English journalist Malcolm Muggeridge
visited Ukraine and the Northern Caucasus in the early summer of 1933 and witnessed first hand the famine's devastation. Fifty years later he recalled:
"As a journalist over the last half century I have seen some pretty awful things…. But the famine is the most terrible thing I have ever seen, precisely because of the deliberation with which it was done and the total absence of any sympathy with the people."- Malcolm Muggeridge, quoted in an interview with The Ukrainian Weekly (New Jersey), May 29 and June 5, 1983.
Writer Arthur Koestler
described seeing from his train starving children who "looked like embryos out of alcohol bottles … the stations were lined with begging peasants with swollen hands and feet, the women holding up to the carriage windows horrible infants with enormous wobbling heads, stick-like limbs and swollen, pointed bellies."- quoted in Robert Conquest, The Harvest of Sorrow: Soviet Collectivization and the Terror-Famine (1986). Vasily Grossman
, a Jew and the Soviet Union's leading chronicler of the Holocaust, compared the condition of the Ukrainian children he saw with that of Jewish children in Hitler's camps: "Their heads [were] like heavy balls on thin little necks, like storks, and one could see each bone of their arms and legs protruding from beneath the skin, how bones joined, and the entire skeleton was stretched over with skin that was like yellow gauze.

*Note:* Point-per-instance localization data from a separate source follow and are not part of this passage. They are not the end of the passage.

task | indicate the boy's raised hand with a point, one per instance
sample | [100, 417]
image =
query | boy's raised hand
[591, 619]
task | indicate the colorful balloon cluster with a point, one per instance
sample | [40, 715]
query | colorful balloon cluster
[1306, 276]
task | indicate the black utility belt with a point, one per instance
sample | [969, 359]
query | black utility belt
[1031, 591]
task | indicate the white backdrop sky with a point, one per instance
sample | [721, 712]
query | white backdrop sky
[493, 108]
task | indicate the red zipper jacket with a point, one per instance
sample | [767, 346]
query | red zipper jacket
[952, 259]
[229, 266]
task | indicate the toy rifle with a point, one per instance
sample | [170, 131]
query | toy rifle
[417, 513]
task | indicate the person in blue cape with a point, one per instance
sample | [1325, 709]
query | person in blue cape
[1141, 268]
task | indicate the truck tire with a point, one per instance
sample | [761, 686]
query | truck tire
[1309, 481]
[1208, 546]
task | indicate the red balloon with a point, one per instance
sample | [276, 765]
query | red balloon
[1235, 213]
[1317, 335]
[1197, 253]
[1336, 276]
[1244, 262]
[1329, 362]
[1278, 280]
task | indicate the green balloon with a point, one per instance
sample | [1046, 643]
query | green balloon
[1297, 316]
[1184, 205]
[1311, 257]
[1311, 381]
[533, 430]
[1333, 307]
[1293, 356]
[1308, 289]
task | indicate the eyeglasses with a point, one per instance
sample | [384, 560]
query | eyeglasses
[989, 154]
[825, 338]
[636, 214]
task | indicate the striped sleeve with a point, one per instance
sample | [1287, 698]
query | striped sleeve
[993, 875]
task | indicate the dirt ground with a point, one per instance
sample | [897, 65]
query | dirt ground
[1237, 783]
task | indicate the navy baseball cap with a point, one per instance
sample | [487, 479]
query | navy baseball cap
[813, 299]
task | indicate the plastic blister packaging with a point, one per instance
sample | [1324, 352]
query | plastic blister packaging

"And the children's faces were aged, tormented, just as if they were 70 years old. And by spring they no longer had faces at all. Instead, they had birdlike heads with beaks, or frog heads - thin, wide lips - and some of them resembled fish, mouths open. Not human faces."- quoted in Robert Conquest, The Harvest of Sorrow: Soviet Collectivization and the Terror-Famine (1986).